I am submitting the job to the cluster (4-node YARN mode v 2.3.0) with:
spark-submit --driver-class-path mssql-jdbc-7.0.0.jre8.jar \
--jars /path/to/mssql-jdbc-7.0.0.jre8.jar \
--conf spark.executor.extraClassPath=/path/to/mssql-jdbc-7.0.0.jre8.jar \
--conf "spark.driver.extraJavaOptions=-Djava.security.auth.login.config=/path/to/SQLJDBCDriver.conf" \
--conf "spark.executor.extraJavaOptions=-Djava.security.auth.login.config=/path/to/SQLJDBCDriver.conf" \
application.jar
Things work partially: the spark driver authenticates correctly and creates the table, however when any of the executors come to write to the table they fail with an exception:
java.security.PrivilegedActionException: GSSException: No valid credentials provided (Mechanism level: Failed to find any Kerberos tgt)
Observations:
- I can get everything to work if I specify SQL server credentials (however I need to use integrated security in my application)

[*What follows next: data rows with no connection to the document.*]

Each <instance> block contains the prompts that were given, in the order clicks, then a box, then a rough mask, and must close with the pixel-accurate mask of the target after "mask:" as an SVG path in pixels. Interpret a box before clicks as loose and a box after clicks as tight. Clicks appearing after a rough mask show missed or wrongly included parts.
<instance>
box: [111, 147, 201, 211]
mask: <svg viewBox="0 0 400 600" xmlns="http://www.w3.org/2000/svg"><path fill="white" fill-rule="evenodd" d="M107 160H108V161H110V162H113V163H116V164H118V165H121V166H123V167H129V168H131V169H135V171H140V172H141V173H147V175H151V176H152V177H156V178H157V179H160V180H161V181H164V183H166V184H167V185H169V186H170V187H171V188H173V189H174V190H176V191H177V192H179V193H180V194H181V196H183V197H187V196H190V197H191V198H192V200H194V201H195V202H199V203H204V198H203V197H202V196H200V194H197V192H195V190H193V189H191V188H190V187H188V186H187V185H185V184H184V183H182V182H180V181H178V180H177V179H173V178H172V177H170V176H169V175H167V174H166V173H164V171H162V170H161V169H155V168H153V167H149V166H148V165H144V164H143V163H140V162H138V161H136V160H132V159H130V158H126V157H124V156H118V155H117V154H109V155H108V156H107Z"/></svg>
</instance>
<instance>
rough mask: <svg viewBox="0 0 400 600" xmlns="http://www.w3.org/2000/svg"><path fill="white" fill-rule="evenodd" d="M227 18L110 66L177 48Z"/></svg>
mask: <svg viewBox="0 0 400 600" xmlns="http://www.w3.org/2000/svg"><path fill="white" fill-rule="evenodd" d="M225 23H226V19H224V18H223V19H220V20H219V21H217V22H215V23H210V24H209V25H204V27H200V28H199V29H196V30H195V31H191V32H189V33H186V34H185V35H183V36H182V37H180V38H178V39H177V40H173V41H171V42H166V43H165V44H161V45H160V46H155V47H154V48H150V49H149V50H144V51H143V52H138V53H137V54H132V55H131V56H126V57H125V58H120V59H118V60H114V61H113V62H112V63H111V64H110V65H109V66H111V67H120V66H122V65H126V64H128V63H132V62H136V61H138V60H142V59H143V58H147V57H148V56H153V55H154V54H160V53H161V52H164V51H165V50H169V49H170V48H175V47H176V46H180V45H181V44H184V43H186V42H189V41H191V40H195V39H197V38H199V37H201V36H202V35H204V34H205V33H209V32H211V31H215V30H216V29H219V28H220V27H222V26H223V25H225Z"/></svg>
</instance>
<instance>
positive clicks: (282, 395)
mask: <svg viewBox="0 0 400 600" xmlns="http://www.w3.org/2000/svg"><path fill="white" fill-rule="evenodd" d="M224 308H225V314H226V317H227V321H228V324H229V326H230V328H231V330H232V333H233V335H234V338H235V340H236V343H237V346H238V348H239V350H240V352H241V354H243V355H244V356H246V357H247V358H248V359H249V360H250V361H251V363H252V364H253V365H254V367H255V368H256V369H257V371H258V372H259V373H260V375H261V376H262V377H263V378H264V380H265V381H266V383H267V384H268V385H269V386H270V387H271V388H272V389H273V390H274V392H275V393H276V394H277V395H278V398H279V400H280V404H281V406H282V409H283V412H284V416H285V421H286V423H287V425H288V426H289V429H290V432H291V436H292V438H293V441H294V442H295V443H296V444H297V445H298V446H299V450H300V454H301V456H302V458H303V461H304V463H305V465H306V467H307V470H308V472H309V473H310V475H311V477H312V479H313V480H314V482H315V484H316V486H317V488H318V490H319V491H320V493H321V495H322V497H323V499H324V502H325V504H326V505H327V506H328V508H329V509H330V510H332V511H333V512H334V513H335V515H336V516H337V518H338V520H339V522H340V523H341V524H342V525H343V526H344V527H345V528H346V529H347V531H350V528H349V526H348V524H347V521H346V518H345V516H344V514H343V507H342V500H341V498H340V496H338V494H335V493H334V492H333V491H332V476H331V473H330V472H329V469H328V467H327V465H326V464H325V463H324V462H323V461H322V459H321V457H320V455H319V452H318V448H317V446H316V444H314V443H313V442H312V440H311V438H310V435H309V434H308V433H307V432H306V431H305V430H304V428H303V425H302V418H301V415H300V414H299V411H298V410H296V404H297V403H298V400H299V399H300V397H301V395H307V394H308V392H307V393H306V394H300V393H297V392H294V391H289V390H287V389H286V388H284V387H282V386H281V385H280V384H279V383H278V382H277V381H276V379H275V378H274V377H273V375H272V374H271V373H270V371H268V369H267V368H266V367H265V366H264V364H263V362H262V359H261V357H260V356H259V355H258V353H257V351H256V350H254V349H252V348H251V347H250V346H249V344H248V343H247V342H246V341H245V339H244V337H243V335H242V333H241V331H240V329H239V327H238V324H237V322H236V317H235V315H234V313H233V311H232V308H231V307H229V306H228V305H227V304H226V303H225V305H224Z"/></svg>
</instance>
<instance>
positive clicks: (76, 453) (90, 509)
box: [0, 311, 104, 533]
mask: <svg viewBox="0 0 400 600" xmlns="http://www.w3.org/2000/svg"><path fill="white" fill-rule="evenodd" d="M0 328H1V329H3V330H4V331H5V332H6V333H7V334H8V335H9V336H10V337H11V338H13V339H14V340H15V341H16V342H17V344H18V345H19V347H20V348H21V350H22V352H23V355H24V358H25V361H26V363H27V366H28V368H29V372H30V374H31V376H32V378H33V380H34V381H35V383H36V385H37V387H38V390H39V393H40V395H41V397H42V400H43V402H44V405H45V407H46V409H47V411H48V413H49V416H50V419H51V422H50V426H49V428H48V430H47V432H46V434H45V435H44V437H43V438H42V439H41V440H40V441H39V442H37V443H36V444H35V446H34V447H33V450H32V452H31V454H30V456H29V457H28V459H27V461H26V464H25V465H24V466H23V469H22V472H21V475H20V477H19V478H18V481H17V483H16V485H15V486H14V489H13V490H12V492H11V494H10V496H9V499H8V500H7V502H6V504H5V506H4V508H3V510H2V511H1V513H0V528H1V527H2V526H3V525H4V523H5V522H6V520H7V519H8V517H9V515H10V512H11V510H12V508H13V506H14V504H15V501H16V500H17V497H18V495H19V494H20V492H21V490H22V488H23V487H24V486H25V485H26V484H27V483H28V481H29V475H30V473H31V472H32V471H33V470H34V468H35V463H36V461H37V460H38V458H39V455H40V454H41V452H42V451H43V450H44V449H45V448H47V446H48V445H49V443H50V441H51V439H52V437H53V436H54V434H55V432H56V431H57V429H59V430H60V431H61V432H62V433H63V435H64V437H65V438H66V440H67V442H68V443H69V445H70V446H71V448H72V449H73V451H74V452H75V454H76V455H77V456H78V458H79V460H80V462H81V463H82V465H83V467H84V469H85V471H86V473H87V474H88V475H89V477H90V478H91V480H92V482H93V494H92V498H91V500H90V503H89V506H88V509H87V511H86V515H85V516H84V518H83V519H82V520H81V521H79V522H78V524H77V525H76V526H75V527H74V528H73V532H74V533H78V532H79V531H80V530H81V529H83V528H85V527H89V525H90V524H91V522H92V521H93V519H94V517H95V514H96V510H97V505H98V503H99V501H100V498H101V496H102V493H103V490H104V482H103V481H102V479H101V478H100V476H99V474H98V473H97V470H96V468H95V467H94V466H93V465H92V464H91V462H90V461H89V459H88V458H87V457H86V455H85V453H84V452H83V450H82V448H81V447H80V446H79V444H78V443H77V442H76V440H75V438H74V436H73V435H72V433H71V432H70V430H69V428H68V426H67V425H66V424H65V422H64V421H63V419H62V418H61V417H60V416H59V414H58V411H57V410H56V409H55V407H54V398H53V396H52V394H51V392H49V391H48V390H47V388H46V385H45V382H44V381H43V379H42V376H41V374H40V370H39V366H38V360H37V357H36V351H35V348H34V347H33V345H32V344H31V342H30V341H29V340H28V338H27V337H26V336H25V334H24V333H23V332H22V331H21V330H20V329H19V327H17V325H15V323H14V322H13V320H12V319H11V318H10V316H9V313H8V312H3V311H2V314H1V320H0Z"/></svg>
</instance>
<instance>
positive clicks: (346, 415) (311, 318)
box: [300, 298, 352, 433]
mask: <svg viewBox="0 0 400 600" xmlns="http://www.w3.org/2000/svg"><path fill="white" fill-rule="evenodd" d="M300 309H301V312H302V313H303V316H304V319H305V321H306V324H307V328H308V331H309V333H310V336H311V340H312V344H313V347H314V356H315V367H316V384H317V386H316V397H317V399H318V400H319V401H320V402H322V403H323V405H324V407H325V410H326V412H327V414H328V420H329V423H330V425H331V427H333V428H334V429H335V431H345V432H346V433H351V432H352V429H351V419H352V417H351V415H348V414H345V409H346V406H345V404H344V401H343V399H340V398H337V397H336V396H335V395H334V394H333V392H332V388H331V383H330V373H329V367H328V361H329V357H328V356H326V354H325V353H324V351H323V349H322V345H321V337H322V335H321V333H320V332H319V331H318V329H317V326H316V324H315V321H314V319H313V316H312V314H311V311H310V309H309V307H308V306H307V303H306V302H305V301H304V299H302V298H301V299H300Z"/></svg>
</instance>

- The keytab and login module file “SQLJDBCDriver.conf” seem to be specified correctly since they work for the driver
- I can see in the spark UI the executors pick up the correct command line options :
-Djava.security.auth.login.config=/path/to/SQLJDBCDriver.conf
After a lot of logging/debugging the difference in spark driver and executor behaviour, it seems to come down to the executor trying to use the wrong credentials even though the options specified should make it use those specified in the keytab file as it does successfully for the spark driver. (That is why it generates that particular exception which is what it does if I try deliberately incorrect credentials.)
Strangely, I can see in the debug output the JDBC driver finds and reads the SQLJDBCDriver.conf file and the keytab has to present (otherwise I get file not found failure) yet it then promptly ignores them and tries to use default behaviour/local user credentials.
Can anyone help me understand how I can force the executors to use credentials provided in a keytab or otherwise get JavaKerberos/SQL Server authentication to work with Spark?